Let us consider an example :
Mr. Ashok, who lives in a rented house, works as a salaried employee in Mumbai. He pays a monthly rent of Rs. 15,000 and receives a monthly HRA of Rs. 17,000. Now, let us understand how much tax deduction he can claim on the basis of this allowance.
The Salary Component of Mr. Ashok are as follows:
Basic – Rs. 26,000
HRA – Rs. 17,000
Conveyance – Rs. 3,000
Medical Allowance – Rs. 1,250
Special Allowance – Rs. 2,300
Total – Rs. 48,550
The amount of HRA tax exemption will be the minimum of the following three categories:
Actual rent paid – 10% of the basic salary= Rs. 15,000 – (10% of Rs. 25,000) = Rs. 12,500;
Actual HRA offered by the employer = Rs. 17,000;
50% of the basic salary = 50% of Rs. 26,000 = Rs. 13,000.
Here, the actual rent paid – 10% of the basic salary is the minimum amount. Hence, Mr. Ashok will get Rs. 12,500 tax exemption.
Eligibility Criteria to Claim Tax deduction on HRA
According to Section 10(13A) of Income Tax Act, the eligibility requirement for claiming tax deduction on HRA are as follows:
- The person should be a salaried individual.
- The person should receive HRA in their salary.
- The person must live in a rented accommodation.
- The person must be the one who is actually paying the house rent. The rent receipts must be issued in the person’s name.
Important Rules Regarding HRA Deduction Claims
- HRA claims cannot be made if an individual stays in their self-owned house.
- If an individual is paying rent to their spouse, HRA deduction cannot be claimed on it.
- If an individual owns a property in one city and is staying on rent in another city, the individual is still liable for a HRA deduction claim.
- An individual can get HRA tax exemption as well as tax rebate on home loan, if that individual has rented a house for themselves even though they have their own home, for which they are paying a home loan through EMIs.The individual will need to prove that the self-owned house is far away from their workplace.

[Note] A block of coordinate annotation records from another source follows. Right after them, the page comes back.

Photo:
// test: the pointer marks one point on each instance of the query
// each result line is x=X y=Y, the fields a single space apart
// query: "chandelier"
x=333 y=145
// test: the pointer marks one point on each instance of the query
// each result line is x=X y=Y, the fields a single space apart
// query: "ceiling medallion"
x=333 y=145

Proofs required for claiming HRA
According to the Income Tax Appellate Tribunal (ITAT)’s new rule the assessing officer can question the validation of a HRA claim. The assessing officer can demand the following proofs along with the rent receipts as proof to claim HRA:
- Water bill.
- Electricity bill.
- Letter informing about the tenancy to the housing co-operative society.

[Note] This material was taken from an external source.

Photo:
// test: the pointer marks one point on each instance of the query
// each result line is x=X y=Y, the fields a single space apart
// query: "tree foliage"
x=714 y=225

- Rent Agreement (Lease & license agreement) of current financial year and duly stamped on a notarized stamp paper.
- Landlord’s PAN card if annual rent is greater than Rs.1 lakh.

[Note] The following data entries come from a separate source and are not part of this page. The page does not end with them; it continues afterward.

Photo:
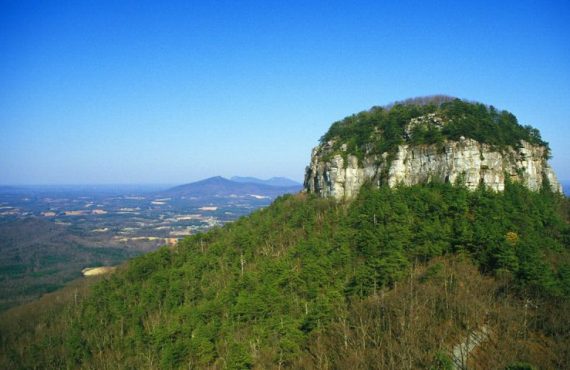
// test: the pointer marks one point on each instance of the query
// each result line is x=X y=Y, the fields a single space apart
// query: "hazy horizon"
x=151 y=93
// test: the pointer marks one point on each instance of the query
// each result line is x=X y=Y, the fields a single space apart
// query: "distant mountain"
x=566 y=188
x=274 y=181
x=221 y=187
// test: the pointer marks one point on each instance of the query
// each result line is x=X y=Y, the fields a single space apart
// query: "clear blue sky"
x=142 y=92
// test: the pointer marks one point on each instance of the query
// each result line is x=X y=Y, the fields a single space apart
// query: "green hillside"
x=394 y=279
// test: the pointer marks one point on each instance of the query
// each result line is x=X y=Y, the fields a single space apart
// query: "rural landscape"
x=284 y=185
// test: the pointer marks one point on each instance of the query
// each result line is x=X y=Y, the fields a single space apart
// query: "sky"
x=125 y=92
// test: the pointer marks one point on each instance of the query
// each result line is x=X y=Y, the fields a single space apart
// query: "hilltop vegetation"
x=392 y=280
x=381 y=129
x=38 y=256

Section 80GG – Alternative to HRA?
If you are a self-employed individual or a salaried individual who doesn’t get HRA, you can still receive tax exemptions under Section 80GG of the Income Tax Act. Section 80Gg is a special provision under Chapter VI A of the Income Tax Act, which provides tax reprieve to the individuals who don’t have HRA. To avail this provision for tax exemption the individual must be residing in a rented property. An individual can claim upto Rs. 60,000 under this section.
Can a salaried individual who lives in their parents' home, claim HRA?
Yes, an individual living in their parents' home can claim HRA, provided that they pay rent to the parents for the accomodation. If your salary includes a HRA, you can still get a tax exemption by having a rental agreement with your parents and transferring rent to them every month.
The necessary requirement for this tax exemption is - the parents must be the owners of the house and they must show the rent paid in the income tax returns.
What should I do if I forgot to submit the rent receipts to my employer?
HRA can be claimed directly on income tax returns. So, if you forget to submit rent receipts to the company at the time of proof submission, you can still claim HRA later when you file your IT return.
To claim these returns, you will need to include HRA in your taxable income and calculate the tax that is payable on the lowered taxable income. If tax has been deducted in excess you will be able to claim a refund.